The previous link pointed to a outdated version of the document. Here the new one : https://www.dropbox.com/s/923d6ahgpxl0g1b/commentsHubert.pdf?dl=0
DeletePoint 2, 'Freezing' of the blog is indeed potential problem. However, I think that we should not put the links to this blog in references, since there is no guarantee how long these links will work or how long Google will keep this content online. I would assume that these links would not work, for example, ten years from now (if you are reading nmrlipids.blogspot.fi in 2024, I was wrong). In this respect figshare, Zenodo or some other location with unique reference is necessary. There seems to be commenting possibilty, at least, in Figshare. One option might be to use that after publication. One possibility would be also direct the after publication discussion to some specific place, for example, to a new comment in this blog.

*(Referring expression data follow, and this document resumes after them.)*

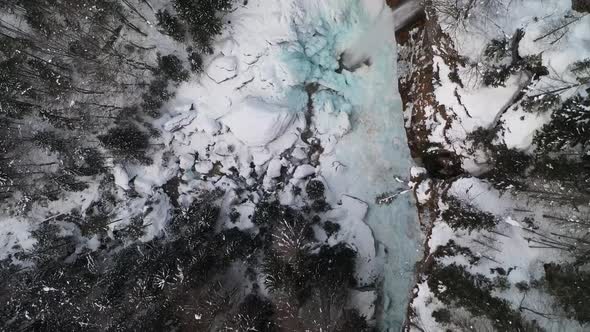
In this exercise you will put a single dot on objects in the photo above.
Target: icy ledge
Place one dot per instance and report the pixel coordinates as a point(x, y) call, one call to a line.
point(291, 75)
point(372, 160)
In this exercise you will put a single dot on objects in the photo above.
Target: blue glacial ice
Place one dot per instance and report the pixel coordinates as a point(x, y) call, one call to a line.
point(366, 161)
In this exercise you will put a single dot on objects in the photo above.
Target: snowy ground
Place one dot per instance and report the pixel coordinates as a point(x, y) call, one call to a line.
point(470, 105)
point(299, 89)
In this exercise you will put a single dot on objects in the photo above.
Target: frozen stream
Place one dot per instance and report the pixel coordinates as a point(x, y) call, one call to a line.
point(289, 71)
point(373, 156)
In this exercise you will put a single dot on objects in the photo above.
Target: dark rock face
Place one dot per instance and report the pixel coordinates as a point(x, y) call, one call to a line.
point(582, 6)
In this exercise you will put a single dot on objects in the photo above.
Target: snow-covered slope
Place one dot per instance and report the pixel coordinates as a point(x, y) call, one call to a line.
point(278, 88)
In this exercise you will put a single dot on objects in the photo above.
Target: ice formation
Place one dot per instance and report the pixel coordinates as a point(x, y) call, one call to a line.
point(292, 70)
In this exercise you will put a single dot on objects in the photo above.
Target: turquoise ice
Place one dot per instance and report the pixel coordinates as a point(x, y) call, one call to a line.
point(375, 152)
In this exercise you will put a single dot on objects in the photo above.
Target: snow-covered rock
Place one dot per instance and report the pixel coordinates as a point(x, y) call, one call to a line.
point(203, 166)
point(274, 168)
point(223, 68)
point(257, 123)
point(179, 121)
point(121, 177)
point(303, 171)
point(186, 161)
point(202, 122)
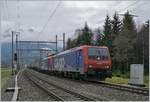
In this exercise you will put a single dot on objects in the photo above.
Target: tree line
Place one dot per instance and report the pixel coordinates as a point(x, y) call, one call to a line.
point(127, 44)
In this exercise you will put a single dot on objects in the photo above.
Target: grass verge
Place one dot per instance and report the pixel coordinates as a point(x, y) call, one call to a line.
point(121, 80)
point(5, 75)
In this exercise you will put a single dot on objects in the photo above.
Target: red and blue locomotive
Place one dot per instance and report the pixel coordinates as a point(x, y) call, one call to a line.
point(84, 62)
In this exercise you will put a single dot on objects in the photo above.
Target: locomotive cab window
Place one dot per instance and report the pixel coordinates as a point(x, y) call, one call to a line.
point(98, 53)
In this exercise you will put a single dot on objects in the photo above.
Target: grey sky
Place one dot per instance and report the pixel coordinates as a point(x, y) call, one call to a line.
point(31, 16)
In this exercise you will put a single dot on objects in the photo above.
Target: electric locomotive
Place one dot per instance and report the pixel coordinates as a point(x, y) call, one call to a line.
point(85, 62)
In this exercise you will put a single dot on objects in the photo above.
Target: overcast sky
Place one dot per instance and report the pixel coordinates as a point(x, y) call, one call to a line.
point(55, 17)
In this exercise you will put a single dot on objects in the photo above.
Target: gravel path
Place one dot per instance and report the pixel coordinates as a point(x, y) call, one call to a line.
point(95, 90)
point(7, 96)
point(30, 92)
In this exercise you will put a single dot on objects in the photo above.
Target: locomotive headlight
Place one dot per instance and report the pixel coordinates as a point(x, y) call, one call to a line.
point(90, 66)
point(106, 66)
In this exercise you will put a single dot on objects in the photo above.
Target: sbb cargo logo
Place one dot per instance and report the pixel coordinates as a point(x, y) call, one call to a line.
point(59, 63)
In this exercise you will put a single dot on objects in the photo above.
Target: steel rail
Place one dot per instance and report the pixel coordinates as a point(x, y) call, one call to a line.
point(122, 87)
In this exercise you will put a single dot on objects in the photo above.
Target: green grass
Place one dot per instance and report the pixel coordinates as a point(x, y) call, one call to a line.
point(121, 80)
point(118, 80)
point(5, 75)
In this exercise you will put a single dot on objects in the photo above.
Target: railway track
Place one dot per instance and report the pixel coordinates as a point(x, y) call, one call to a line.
point(122, 87)
point(133, 89)
point(55, 91)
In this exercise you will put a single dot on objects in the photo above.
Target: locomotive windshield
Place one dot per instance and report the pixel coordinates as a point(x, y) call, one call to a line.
point(98, 53)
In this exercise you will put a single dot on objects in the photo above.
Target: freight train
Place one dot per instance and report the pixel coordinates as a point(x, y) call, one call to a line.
point(84, 62)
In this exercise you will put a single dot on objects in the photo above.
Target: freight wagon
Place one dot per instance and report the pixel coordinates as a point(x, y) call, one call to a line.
point(85, 62)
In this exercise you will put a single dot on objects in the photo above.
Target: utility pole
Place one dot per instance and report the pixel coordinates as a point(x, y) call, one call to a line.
point(64, 41)
point(17, 52)
point(56, 43)
point(143, 48)
point(12, 53)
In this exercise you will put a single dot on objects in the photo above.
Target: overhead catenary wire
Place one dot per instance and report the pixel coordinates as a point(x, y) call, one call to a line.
point(50, 16)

DeletePoint 19/20, to clarify this, the mdp files will be shared and the content will be described also in the manuscript. The question is now that if someone is willing to make a table which contains mdp file information (suggestion by Markus), or if we describe those in a traditional way as text. It is probably a good idea to put also the cholesterol and dehydration simulations into Table I (containing only the description of simulated systems). I can do this when I soon start to include the comments into the manuscript.
About the effect of cholesterol to the dihedral angles in the attached document: Indeed the effect is small, however, I think that we could consider carefully suggesting this as an interpretation for the change in the order parameter.
Hi Hubert, could you share the dihedral distributions in your pdf file in ASCII format? I will put your results into the Figure 4 and 5 (even though they seem identical to mine) and preliminary include the suggestion about the effect of cholesterol.
DeleteHi Samuli,
DeleteSorry for the late response.
Here you can find the plot in ascii :
http://www.dsimb.inserm.fr/~santuz/nmrlipids/data_dihedral_angles_C36.tar.gz
I could but those also in the github repo if you want
Thanks. I think that it would be good to get as much as possible this kind of data into the GitHub.
DeleteOne more thing, could share the figure (and/or the script used to generate it) which you have in your pdf file (different dihedrals with different cholesterol concentrations)? It would be convenient so I do not have to reproduce it from the data.
By default, my figure should be in pdf. I create a script to reproduce the figure (usually, it's done within a IPython Notebook), it's in python & matplotlib.
DeleteThe script (+ the data) are in github repo.
Hi,
DeleteTo re-open the discusion about the publication of the blog and it's existence in the long-run, here a great info : https://thewinnower.com/posts/archiving-and-aggregating-alternative-scholarly-content-dois-for-blogs
Basically, Winnower offers the possibility to get DOI for contents of blogs. It already works with wordpress hosted at Wordpress.org and will be available shortly for Blogger blogs (i.e like this one!)
The addition of blogspot blogs to the Winnower system sort of works now. However, there are some problems: Figures work only in html version (not in pdf) and comments are not included. Comments could be added manually, though. However, currently I think that easier would be to print the blog pages to pdf and add to Figshare.
DeleteIt seems that the most practical solution currently is the internet archive: http://archive.org/about/
DeleteMarkus has put the blog there and these links are now cited in the manuscript.